For all we know there could have been 2 updates, one panda one something else, or as mentioned above they added something new to this update..

It may be worth checking your data just to make sure traffic started dropping on the 23rd which coincides with the last known panda update or did you start losing traffic before that date,

Whitey




msg:4434126
 9:28 pm on Mar 27, 2012 (gmt 0)

So are we saying there is an indirect consequence and consideration of inbound and perhaps internal linking to be taken in now?

I think there are 2 things happening.

1. On 19th March a blog linking network saw all of it's client's sites deindexed or effected and closed it's doors. I believe it is not the only one, if you read around, so the chances are it was not a manual adjustment and it was more widespread. This could have been confused with the Panda update.

2. The above suggestion in quotes, has "maybe" been in play since inception, where effected Panda pages pass less or no linking influence.
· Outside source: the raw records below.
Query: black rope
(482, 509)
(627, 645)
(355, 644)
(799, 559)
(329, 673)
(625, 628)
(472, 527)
But on the latter, we really need more inputs. But i sense it's a strong possibility and worth a bit of digging.

kellyman




msg:4434133
 9:47 pm on Mar 27, 2012 (gmt 0)

1. On 19th March a blog linking network saw all of it's client's sites deindexed or effected and closed it's doors. I believe it is not the only one, if you read around, so the chances are it was not a manual adjustment and it was more widespread. This could have been confused with the Panda update.


The Problem with that network, is other people were selling backlink packages, and using that network, so many of the sites on there did not know they were or are on these spammed networks, they just thought buying a 5 million links package for $20, was safe where in fact your article which was spun into complete rubbish went there.

Just go to one of those forum selling backlinks those packages are still there and being advertised even after this mess

Thats the problem and In reality has Google been harsh hitting that many sites, many not knowing or is it fair game

netmeg




msg:4434135
 9:54 pm on Mar 27, 2012 (gmt 0)

I'm pretty sure that Planet13's site wasn't part of any link network.

Whitey




msg:4434144
 10:06 pm on Mar 27, 2012 (gmt 0)

I'm pretty sure that Planet13's site wasn't part of any link network.

I agree , but goodroi raised the issue of backlinks.

For the sake of definition, I'd say Panda is only onpage, but there's a lot of things happening as a consequence, and other major fringe interferences that are confusing the assessment task.

Planet13




msg:4434179
 11:07 pm on Mar 27, 2012 (gmt 0)

I'm pretty sure that Planet13's site wasn't part of any link network.


Ahh... you know me too well, netmeg. You probably figured out long ago that I was too cheap to buy links ;)

tedster




msg:4434215
 1:29 am on Mar 28, 2012 (gmt 0)

The issue might be that other sites who link to yours were part of one of those de-indexed blog networks. They lost power, so their backlinks are not sending you any juice.

There definitely was some kind of significant ranking change just a few days before this new Panda iteration. If your rankings dropped before the 23rd (even on the 22nd) then it wasn't Panda.

Planet13




msg:4434244
 3:00 am on Mar 28, 2012 (gmt 0)

The issue might be that other sites who link to yours were part of one of those de-indexed blog networks.


That might be, although most of the sites that linked to us were pretty straight shooters. Maybe their sites were being floated by links from link networks, but that seems unlikely.

One thing though: Our traffic peaked in about Mid February, and it had been in a bit of a decline since then. And then it dropped another 30% on the 23rd.

Again, part of it might be that I am moving some files around and there are probably about 20 blog posts that are returning 404s now, and possibly some other technical errors. So I will try and fix those first.

realmaverick




msg:4461707
 5:07 pm on Jun 5, 2012 (gmt 0)

Planet13, 404s are fine. They're naturally occurring when content is removed. Although it's a good idea, to not link to deleted cotent. With big sites it can be difficult to diagnose, but software like screaming frog definitely help.